Aktivisten demonstrieren gegen Ost-West-Tunnel

Neben dem historischen Luftfahrtarchiv  präsentierte sich das Sonnenwagen-Projekt der RWTH Aachen, das mit Solarstrom den australischen Kontinent überquerte. „Es gibt schon Start ups, die Autos mit Solarpanels entwickeln, um die Reichweite von Batterien zu erhöhen“, sagte Mitentwickler Johannes Meier. Die Kölner App „Radbonus“, ein digitales Belohnungsprogramm fürs Radfahren, hat es schon von der Start-up-Phase in den normalen Betrieb geschafft,  das Start up Apronex stellte seine digitalen Überwachungssysteme für Bienenstöcke vor – so wollen die Macher ihren Beitrag gegen das Bienensterben leisten.
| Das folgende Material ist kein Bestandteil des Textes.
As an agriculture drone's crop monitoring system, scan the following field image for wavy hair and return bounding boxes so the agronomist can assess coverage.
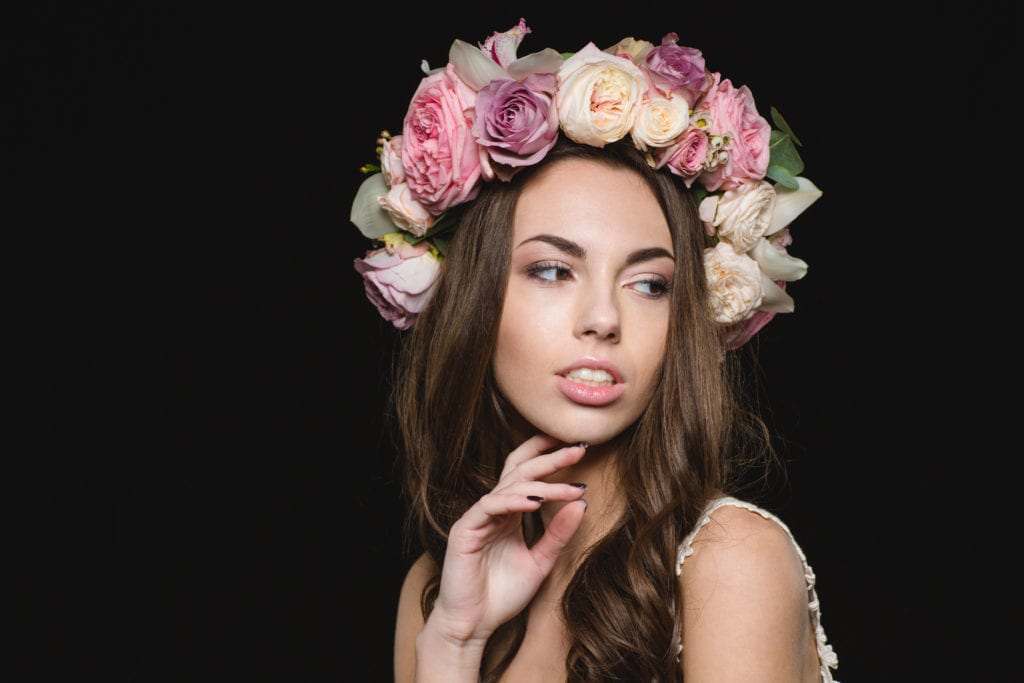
[389,137,774,681]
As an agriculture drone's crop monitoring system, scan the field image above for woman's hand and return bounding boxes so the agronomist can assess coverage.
[424,434,589,649]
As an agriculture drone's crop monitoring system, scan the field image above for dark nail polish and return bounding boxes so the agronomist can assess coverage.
[527,495,544,502]
[569,482,587,489]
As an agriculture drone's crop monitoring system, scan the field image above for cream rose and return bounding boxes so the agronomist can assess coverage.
[704,241,763,324]
[556,42,645,147]
[698,180,776,254]
[631,95,690,151]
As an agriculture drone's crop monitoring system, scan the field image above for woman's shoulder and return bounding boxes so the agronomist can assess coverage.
[675,495,841,681]
[675,496,808,590]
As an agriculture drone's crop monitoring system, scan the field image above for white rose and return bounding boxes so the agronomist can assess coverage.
[631,95,690,151]
[704,241,764,323]
[698,180,776,253]
[377,182,435,237]
[556,42,645,146]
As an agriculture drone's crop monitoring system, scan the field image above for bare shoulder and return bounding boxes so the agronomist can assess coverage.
[678,503,815,681]
[394,553,439,683]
Während die Besucher Schlange standen, um E-Roller, E-Kleintransporter, E-Autos und E-Fahrräder zu testen, demonstrierten im Tunnel Aktivisten des Bündnisses „Verkehrswende Köln“ gegen einen Ost-West-Tunnel und für einen massiven Ausbau des öffentlichen Nahverkehrs. Auf dem Grünstreifen zwischen den Fahrbahnen aßen die Besucher wahlweise Currywurst und Pommes oder „Slow food“ wie Maiwirsing und veganes Brot.
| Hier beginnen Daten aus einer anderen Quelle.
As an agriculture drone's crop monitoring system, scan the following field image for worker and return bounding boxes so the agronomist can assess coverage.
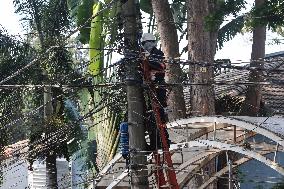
[141,33,166,111]
[141,33,170,150]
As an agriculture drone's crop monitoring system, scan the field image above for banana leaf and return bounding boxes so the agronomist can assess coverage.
[89,2,104,77]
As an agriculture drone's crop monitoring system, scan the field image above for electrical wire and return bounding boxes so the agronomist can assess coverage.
[1,2,284,187]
Kritik an „Straßenland“ im Vorfeld

Oberbürgermeisterin Henriette Reker zeigte sich bei ihrer ersten öffentlichen Veranstaltung nach der Drohmail gegen sie entspannt und lobte die Idee für „Straßenland“, die Christoph Kuckelkorn und Klaus Eschmann am Rande der Biker-Veranstaltung Harley-Dome ausgeheckt hatten.
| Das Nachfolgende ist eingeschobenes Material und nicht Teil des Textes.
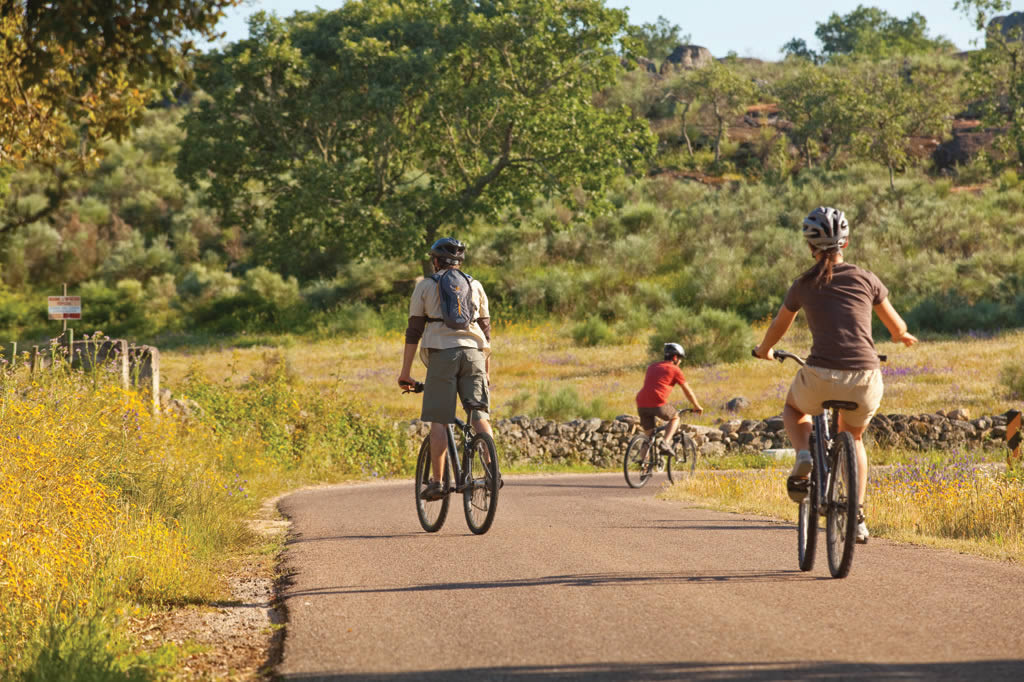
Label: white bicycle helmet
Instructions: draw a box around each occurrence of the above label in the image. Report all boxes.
[802,206,849,251]
[664,342,685,360]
 „In Köln werden in 20 Jahren 70 000 Menschen mehr leben als heute“, sagte Reker. „Da müssen wir uns Gedanken machen, wie wir den Verkehr so organisieren, dass wir den Menschen und der Umwelt gerecht werden.“ Im Vorfeld hatte  es auch Kritik an „Straßenland“ gegeben. Zu viel Platz werde Hauptsponsor Toyota und anderen profitorientierten Unternehmen eingeräumt. 

„Erstmal ist es toll, dass wir die Nord-Süd-Fahrt heute alle nutzen können, um Ideen vorzustellen, wie wir die Stadt auch anders gestalten können“, sagte Judith Levold vom Urban-Gardening-Projekt Neuland, die ihren Gemeinschaftsgarten samt Hahn und Hühnern auf dem Offenbachplatz vorstellten. „Wir arbeiten ja alle in kommerziellen Berufen und leben in einer kommerziellen Welt.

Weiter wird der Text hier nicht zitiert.